Homily 1, on the occasion of Easter, is offered here in the translation by A. Fitzgerald. Synesius warns his audience against passing from fasting to food and drunkenness. His arguments are interesting, because he first mentions a philosophical argument ("it would be against reason"), whereas scriptural evidence is quoted almost as an afterthought - and actually not quite convincingly. The sermon starts with a good joke; the quotations are from Psalm 2.11 and 75.9.
 I shall not make this festal assembly a silent one, nor again one of many speeches. For, although it is God whom I honor in my speech, by bringing it to a speedy close I shall do what is pleasing to the assembled company.

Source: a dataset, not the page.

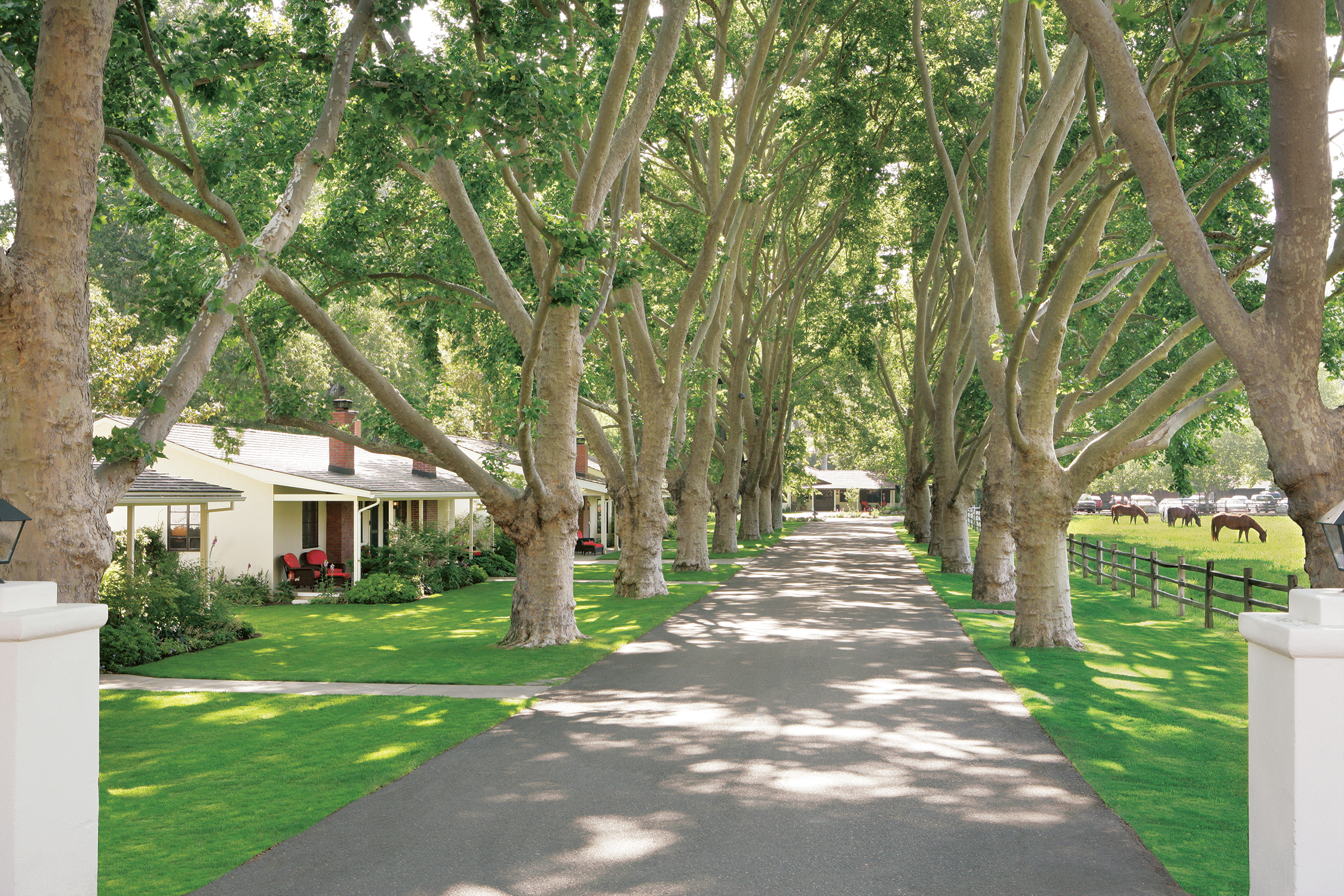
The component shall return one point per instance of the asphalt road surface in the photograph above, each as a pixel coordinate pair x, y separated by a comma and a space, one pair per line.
818, 727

 But in order that you may be a participant worthy of God in the festival, do not set your hearts on the pleasures of the table, passing from fasting to drunkenness. Offer to God a garlanded goblet of sober mixture.
 Our God is wisdom and reason. A bearer that confuses reflection, that disturbs the reasoning faculty, is quite alien to true reason.

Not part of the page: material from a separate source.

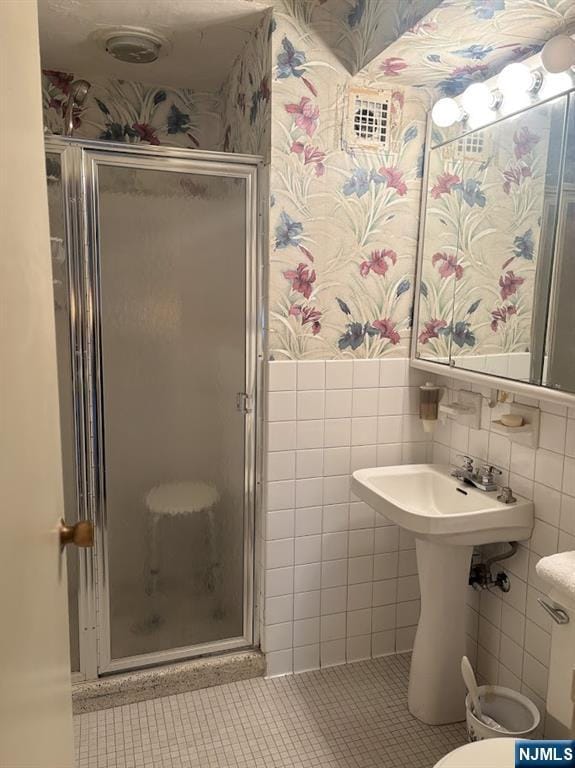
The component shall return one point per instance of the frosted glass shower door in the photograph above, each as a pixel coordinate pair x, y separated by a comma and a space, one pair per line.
172, 280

 There is a recreation that is befitting to God, and there is one that befits evil spirits. Exult ye in the Lord in fear. When you feast, he says, be mindful of God, for it is then that most men slip into sin. When the body is well nourished and grows fleshy, it deflects the soul's judgment. In the hand of the Lord there is a cup of unmixed wine filled with a mixture, and he pours from this vessel into that, but the dregs of it have not been drained. Drink thou of that cup, and thou hast become worthy of the banquet of the bridegroom. The cup is beneficial, full of wine, and once sought, is worthy to raise us to Mind.

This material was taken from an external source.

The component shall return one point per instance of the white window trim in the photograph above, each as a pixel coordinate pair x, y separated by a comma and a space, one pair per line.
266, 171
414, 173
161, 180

 And indeed the passage is quite clear, though many things fall a little short of comprehension. A drinking cup is full of a mixture in unmixed wine. And he poured from this vessel into that. If it was of unmixed wine, how is it full of a mixture, and if it is one, how did he pour it from this to that?
 The words seem to be altogether nonsensical; not so, however, if really understood. God has no interest in divinely inspired diction. The divine spirit disdains literary pettiness. Dost thou desire to behold the harmony of this discord? Concerning what sort of cup is he speaking? It is the word which we have from God, freely offered by God to men in the Old Testament and the New, for by this drink is our soul watered. Inasmuch as it is a word, each of the two is unmixed, for even although a double word it is mixed together, for what has been compounded out of the two is one, a perfection of Gnosis. The Old Testament contained the promise, and the New revealed the apostle, and the phrase, "he poured from this into that" shadows the succession of the teachers of the law, that of Moses and that of the Lord, and the cup is one, for one Spirit has breathed both on the prophet and the apostle, and like good painters, He sketched out, in days of old, and thereafter exactly portrayed, the parts of the Gnosis, "but the dregs of it have not been drained".